BAŞBAKANIN  SAĞLIK  DURUMU
            Başbakan Sayın Tayip ERDOĞAN  ın beklenmeyen bir şekilde barsak ameliyatı geçirmesi, sağlık durumunun daha önceden iyi olmadığı ihtimalini ortaya çıkarıyor Resmen açıklanmıyor ama, hastalığın kolon kanseri olduğu söyleniyor
            Sıkı bir tedavi ile hastalığın kontrol altında tutulabileceğini kabul etsek bile, bundan sonrasında Sayın Başbakanın çalışma temposunda mutlaka bir yavaşlama, bir düşüş yaşanacaktır
            Türkiye gibi stratejik bir ülkede Başbakanın sağlık durumu, özellikle de yabancılar açısından çok önemlidir Amerika Birleşik Devletleri Başkan Yardımcısı Joe BİDEN in, Sayın Recep Tayip EEDOĞAN ı evinde;hasta yatağında ziyaret etmesini bu açıdan değerlendirmek daha doğru bir yaklaşım olur.
            Sayın Joe BİDEN in korumaları Amerikalı ajanlar, Başbakanın ameliyat olduğu hastanede, hastalıkla ilgili araştırmalar yapmışlar.Bu itibarla, Sayın Joe BİDEN in ziyareıinin asıl nedeni de ortaya çıkmış oluyor
            Amerikalılar ,muhtemelen şimdiden Sayın Recep Tayyib ERDOĞAN sonrasının senaryolarını, ya da yedek birisini düşünmeye başlamışlardır bile
            Başbakanın sağlık sorunları nedeni ile bir süre işinden uzak kalması, çok yakınında olanların ilerisi için fırsat kolladıklarını da ortaya koydu. Bunlardan bir tanesi Bülent ARINÇ…
Sayın ARINÇ, ben Başbakana biat etmedim diyerek,başbakanlık yarışında ben de varım demek istedi. Ama, Başbakan işinin başına döndüğünde, bu çıkışından dolayı Başbakandan özür dileyip, çarketti.
            Bundan sonrasında Sayın ARINÇ, ve yokluğunda Şike Yasasının ret edilmesine parmak kaldıran 74 AKP li milletvekili  muhtemelen aday bile gösterilmeyecektir
            Parti içindeki bu gelişmelerden, yakın bir gelecekte AKP  içinde bir hesaplaşma döneminin başlayacağını söyleyebiliriz. Ama sonuç ne olursa olsun, Adalet ve Kalkınma Partisi AKP bu gelişmelerden büyük yara alacaktır
ALMANYA DENİZ FENERİ  DAVASINDA BASTIRIYOR….!

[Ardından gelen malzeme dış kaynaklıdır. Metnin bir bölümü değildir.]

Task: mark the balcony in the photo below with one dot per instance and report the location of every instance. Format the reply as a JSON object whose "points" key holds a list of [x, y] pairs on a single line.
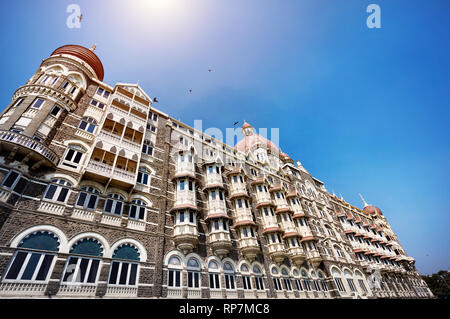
{"points": [[185, 169], [237, 190], [270, 221], [297, 255], [213, 180], [277, 252], [185, 237], [136, 224], [24, 290], [314, 258], [124, 176], [83, 214], [304, 231], [111, 220], [99, 168], [18, 143], [262, 198], [52, 208], [220, 242], [216, 207], [74, 290], [85, 135], [249, 247], [243, 214], [185, 199], [121, 292]]}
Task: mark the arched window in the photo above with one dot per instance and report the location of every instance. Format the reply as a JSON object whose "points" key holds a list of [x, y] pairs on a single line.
{"points": [[174, 272], [147, 147], [114, 204], [213, 268], [124, 273], [73, 155], [58, 190], [143, 176], [33, 265], [276, 279], [81, 269], [88, 198], [137, 209], [306, 281], [88, 124], [259, 280], [286, 279], [228, 270], [246, 280], [193, 273]]}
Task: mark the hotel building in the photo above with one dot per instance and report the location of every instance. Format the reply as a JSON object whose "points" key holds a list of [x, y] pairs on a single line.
{"points": [[102, 195]]}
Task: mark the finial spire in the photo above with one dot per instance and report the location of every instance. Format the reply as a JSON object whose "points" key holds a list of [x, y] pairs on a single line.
{"points": [[365, 204]]}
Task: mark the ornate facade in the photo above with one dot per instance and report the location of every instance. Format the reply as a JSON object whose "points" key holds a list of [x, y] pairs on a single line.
{"points": [[104, 196]]}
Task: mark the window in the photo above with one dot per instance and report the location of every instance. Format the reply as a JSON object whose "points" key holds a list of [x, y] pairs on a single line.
{"points": [[277, 283], [137, 210], [193, 279], [55, 110], [153, 116], [37, 103], [15, 182], [73, 156], [83, 270], [143, 177], [57, 191], [102, 92], [174, 275], [33, 266], [287, 284], [247, 282], [351, 284], [147, 148], [114, 204], [88, 198], [97, 104], [19, 102], [152, 128], [88, 124], [121, 272], [214, 282], [361, 284], [228, 270], [339, 284]]}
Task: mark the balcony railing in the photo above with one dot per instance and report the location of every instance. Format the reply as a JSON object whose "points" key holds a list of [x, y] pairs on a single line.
{"points": [[213, 179], [185, 198], [31, 144], [185, 168]]}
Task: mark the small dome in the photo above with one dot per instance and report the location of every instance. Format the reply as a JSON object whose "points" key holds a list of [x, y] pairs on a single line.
{"points": [[84, 54], [369, 209], [250, 139]]}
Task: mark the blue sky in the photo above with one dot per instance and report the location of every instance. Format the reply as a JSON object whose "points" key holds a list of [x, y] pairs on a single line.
{"points": [[365, 110]]}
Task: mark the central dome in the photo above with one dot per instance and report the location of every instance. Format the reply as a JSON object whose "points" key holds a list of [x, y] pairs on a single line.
{"points": [[84, 54], [251, 139]]}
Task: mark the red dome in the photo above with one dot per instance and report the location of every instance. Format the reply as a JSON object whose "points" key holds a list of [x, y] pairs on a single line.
{"points": [[372, 210], [248, 141], [84, 54]]}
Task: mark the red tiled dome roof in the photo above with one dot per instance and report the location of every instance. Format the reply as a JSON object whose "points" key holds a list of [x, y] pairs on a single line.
{"points": [[84, 54], [369, 209], [248, 141]]}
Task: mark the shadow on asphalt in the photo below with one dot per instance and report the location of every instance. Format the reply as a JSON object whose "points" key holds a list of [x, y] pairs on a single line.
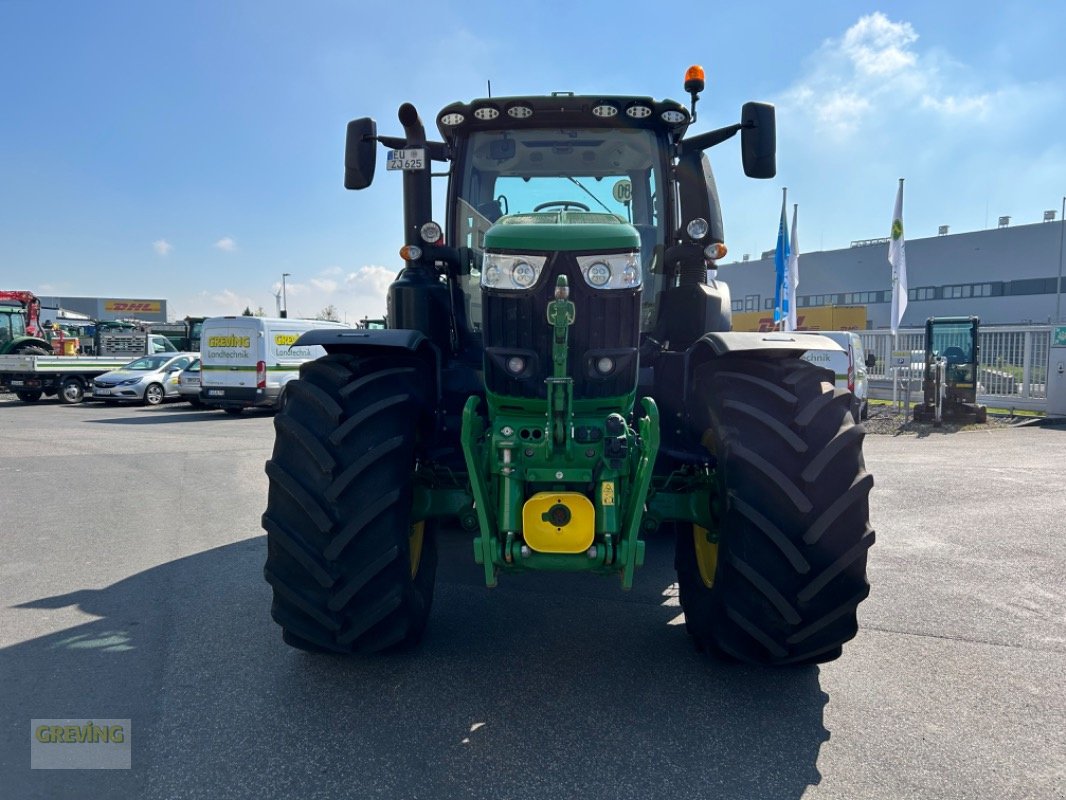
{"points": [[542, 688], [158, 416]]}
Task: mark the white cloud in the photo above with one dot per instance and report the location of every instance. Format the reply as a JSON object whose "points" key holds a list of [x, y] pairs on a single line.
{"points": [[873, 78], [877, 46]]}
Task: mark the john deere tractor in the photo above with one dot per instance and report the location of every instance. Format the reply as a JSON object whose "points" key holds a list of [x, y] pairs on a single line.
{"points": [[559, 380]]}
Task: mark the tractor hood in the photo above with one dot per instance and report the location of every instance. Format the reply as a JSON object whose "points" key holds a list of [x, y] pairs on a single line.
{"points": [[562, 230]]}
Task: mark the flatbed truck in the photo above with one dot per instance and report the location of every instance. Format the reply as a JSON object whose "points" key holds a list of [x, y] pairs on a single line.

            Basında çıkan haberlerden, Alman Hükümetinin Sayın Tayyib ERDOĞAN için Kırmızı Bülten çıkarmaya hazırlandığını öğreniyoruz.Zira Almanya da yaşanmış olan yardım paraları yolsuzluğunun Türkiye ayağında Hükümet, özellikle de Başbakan Sayın Tayyib ERDOĞAN ın Birilerini ısrarla koruduğunu biliyoruz.Almanya da Frankfurt Savcığı, esas sorumluların Türkiye de olduğunu ısrarla vurguluyor. Hatta işin ucunun AKP ye, Sayın Başbakan a dayandığı söyleniyor. Bu itibarla Alman Hükümetinin Başbakan Sayın Tayyib ERDOĞAN  için Kırmızı Bülten çıkarma hazırlığı içinde olması, muhtemel sonuçları açısından çok vahim bir durum. Şimdi bu hususu biraz açmaya çalışalım.
            Eğer Başbakan, Deniz Feneri e.V  davasında, Alman Savcığının taleplerine duyarsız kalmaya devam ederse, yakalama emri çıkarılacak demektir. Kırmızı bülten kısaca budur
            Böyle bir durumda Sayın ERDOĞAN, ne Almanya ya, ne de diğer Avrupa Birliği ülkelerine gidebilir.
            Böyle bir karar, Sayın ERDOĞAN ın da sonu olur ama,böyle bir utançı Ulus olarak nasıl taşıyabiliriz…!?